En Corse va-t-on continuer à travailler, comme depuis des décennies, sans réelle vision sur la ressource en eau, avec des bouts de ficelles et des incantations ? Joseph Colombani Pd de la FDSEA au micro de Nicole Mari pour Corse Net Infos : « les restrictions d’eau sont présentées comme l’alpha et l’oméga de la solution à la pénurie. La restriction d’eau peut être une réflexion, mais parmi d’autres, pour répondre à un besoin immédiat, une urgence. Mais si c’est la seule solution que l’on présente, ça ne peut pas passer ! Ça ne doit pas passer ! Si on était dans le désert de Gobi, on pourrait donner raison à l’administration, mais ce n’est pas le cas ! »

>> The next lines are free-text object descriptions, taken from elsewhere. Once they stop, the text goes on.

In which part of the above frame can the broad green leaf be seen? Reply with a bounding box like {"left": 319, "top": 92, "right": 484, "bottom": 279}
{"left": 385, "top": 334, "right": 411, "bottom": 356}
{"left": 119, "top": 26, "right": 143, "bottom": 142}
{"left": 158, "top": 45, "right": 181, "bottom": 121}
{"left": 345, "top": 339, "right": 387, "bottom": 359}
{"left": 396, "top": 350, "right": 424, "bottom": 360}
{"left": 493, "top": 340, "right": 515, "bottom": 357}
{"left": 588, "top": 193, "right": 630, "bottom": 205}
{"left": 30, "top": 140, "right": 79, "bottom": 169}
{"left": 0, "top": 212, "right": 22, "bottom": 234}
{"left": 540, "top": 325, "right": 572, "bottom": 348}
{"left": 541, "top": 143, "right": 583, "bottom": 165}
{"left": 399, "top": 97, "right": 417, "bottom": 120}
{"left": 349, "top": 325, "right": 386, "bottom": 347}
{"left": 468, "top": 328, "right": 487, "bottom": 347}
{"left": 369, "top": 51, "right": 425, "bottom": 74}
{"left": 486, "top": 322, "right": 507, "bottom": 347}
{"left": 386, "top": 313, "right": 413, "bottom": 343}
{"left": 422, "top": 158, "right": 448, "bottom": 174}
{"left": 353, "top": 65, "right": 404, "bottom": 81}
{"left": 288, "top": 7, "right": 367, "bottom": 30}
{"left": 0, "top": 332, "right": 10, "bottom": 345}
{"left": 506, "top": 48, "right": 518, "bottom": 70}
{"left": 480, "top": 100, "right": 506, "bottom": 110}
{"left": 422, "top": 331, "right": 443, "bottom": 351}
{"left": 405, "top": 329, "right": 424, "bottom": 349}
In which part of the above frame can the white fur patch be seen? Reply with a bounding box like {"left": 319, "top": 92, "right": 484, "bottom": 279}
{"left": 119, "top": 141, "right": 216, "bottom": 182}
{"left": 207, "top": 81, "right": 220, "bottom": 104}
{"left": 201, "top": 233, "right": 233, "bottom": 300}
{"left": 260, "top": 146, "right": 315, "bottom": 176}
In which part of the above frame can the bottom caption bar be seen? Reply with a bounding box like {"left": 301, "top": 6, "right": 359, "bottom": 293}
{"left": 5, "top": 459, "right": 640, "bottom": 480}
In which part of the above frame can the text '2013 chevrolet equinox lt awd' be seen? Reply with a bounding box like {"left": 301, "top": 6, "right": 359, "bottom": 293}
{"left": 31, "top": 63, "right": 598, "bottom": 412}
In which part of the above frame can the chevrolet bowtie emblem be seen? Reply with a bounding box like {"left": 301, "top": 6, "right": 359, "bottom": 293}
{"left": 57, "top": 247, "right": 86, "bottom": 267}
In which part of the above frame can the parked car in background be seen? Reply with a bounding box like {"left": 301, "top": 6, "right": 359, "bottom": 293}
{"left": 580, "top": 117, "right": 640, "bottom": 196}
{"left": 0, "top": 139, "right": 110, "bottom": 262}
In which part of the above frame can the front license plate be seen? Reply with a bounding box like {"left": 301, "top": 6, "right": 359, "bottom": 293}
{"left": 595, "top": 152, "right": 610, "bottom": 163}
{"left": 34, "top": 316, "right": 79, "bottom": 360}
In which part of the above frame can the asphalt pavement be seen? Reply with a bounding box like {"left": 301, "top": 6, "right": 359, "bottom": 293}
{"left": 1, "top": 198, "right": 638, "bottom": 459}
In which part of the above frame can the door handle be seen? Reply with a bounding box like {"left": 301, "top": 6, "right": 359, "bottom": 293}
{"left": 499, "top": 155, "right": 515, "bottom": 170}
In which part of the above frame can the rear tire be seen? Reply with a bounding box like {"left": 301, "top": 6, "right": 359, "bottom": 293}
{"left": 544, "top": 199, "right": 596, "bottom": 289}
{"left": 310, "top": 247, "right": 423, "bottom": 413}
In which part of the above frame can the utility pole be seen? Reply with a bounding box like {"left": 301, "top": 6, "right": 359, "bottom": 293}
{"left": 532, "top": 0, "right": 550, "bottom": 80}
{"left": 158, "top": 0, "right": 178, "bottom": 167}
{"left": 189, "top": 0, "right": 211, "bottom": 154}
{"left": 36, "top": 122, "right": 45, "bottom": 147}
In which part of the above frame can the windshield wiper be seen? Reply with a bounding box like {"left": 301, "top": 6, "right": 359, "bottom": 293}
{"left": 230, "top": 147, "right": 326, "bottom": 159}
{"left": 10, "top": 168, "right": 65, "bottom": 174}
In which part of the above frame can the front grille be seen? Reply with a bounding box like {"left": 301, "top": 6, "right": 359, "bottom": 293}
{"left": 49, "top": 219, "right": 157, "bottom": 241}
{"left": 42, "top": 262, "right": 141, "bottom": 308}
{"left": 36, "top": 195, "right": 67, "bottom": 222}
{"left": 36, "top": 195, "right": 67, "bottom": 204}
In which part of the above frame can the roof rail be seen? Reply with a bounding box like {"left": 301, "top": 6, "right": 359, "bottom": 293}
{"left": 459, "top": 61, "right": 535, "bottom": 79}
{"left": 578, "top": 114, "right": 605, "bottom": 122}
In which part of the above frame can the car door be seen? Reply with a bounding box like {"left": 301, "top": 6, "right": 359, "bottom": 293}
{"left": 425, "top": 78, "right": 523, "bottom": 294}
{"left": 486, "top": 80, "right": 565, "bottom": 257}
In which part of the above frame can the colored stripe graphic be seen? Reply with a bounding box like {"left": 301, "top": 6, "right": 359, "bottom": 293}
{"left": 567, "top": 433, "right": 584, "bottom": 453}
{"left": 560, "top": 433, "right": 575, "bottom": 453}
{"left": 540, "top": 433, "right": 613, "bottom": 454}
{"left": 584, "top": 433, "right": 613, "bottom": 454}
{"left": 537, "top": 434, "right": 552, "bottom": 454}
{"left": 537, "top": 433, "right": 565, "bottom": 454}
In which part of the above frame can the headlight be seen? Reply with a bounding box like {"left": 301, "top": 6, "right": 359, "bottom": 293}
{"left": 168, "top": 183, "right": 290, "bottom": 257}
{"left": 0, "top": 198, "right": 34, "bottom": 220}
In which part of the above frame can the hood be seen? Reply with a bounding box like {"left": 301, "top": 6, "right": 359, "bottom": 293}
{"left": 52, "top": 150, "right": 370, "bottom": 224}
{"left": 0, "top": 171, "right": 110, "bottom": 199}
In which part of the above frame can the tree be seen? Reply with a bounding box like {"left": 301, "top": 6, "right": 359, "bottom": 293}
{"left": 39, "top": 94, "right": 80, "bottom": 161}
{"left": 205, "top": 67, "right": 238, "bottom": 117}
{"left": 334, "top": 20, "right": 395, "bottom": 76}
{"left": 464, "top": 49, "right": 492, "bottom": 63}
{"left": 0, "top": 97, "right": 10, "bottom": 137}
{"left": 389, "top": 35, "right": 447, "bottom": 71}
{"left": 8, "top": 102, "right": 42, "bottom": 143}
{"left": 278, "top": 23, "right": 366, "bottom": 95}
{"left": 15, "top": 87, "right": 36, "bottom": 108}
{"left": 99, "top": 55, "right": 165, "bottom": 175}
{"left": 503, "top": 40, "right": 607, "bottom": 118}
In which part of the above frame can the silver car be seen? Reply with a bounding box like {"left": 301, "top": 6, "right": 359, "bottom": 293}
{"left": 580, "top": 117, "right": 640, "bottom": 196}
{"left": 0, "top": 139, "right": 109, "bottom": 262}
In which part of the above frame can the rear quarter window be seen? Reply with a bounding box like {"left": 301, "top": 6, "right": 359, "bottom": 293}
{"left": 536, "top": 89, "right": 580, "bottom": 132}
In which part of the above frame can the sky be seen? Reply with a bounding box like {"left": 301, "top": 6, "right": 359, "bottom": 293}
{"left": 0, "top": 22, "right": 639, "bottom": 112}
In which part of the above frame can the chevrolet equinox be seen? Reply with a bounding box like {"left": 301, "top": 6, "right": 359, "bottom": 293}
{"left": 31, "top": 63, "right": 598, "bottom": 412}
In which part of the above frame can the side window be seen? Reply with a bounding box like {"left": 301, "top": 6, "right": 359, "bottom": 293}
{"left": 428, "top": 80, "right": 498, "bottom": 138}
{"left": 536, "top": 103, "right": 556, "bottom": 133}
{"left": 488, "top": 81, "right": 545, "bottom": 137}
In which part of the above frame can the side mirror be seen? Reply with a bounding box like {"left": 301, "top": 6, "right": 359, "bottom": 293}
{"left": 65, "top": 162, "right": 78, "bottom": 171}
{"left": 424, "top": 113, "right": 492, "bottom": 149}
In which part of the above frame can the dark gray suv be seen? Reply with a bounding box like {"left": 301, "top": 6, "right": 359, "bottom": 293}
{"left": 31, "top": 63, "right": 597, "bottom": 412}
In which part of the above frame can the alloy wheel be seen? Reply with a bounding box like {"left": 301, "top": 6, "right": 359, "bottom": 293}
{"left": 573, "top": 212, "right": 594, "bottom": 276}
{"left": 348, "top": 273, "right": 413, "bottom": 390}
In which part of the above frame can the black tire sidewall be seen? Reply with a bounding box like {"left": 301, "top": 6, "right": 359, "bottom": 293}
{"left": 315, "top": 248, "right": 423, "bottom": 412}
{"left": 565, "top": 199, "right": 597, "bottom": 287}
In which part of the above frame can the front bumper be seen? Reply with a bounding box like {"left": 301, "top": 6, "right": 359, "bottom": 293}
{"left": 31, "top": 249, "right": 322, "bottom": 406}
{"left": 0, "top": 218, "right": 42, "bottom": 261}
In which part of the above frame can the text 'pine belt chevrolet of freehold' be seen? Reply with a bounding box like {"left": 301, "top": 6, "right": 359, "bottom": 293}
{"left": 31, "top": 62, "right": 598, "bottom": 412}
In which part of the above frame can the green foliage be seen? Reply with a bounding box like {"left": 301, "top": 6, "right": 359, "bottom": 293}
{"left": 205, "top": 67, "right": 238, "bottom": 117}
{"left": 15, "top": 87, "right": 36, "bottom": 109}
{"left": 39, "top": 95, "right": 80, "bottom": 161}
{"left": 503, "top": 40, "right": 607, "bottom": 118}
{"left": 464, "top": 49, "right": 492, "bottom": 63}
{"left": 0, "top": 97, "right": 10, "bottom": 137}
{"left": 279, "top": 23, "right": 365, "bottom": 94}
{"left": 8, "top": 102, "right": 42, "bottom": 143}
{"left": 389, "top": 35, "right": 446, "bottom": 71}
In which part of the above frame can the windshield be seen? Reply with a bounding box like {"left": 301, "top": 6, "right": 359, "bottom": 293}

Les agriculteurs réunis à Ghisonaccia le 21 juillet exigent un plan à long terme face à la rupture totale de la distribution d’eau annoncée pour la mi-septembre. Ils sont mobilisés mais seront-ils entendus ? Cette année en Corse, à cause de l’absence de pluie, l’irrigation a augmenté de 40%. Dans l’île, seulement 100 millions m3 sont réellement retenus et gérés, alors que le chiffre des précipitations serait de 10 milliards de m3 d’eau par an. Donc seulement 1 % de cette eau du ciel est ré-injectée dans le circuit.
Il est clair que, hormis la solution des usines de dessalement, on va continuer hélas à naviguer, bon an mal an, entre des problèmes d’étiages de rivières, de gestion tendue, de barrages plus ou moins vides, de consommations en hausse. La solution technologique du dessalement n’est pas envisagée à ce jour pourtant c’est la seule vraiment qui soit vraiment fiable parce totalement indépendante de conditions climatiques inprévisibles. Si un point de bascule politique a été victorieusement passé en décembre 2015… on est encore loin du point de bascule d’un réel développement économique incluant les professionnels de l’agriculture menacés tout simplement de disparition dans un silence assourdissant. Saveriu Lucciani Pd de l’OEHC annonce des actions dans plusieurs domaines pour 25 millions € (sur 5 ans) via le PEI (Programme exceptionnel d’investissements). Et un plan plus ambitieux du Conseil Exécutif qui doit solliciter l’Etat et l’Europe pour une programmation pluriannuelle d’investissements et un Plan Eau à 30 ans baptisé Acqua nostra 2050.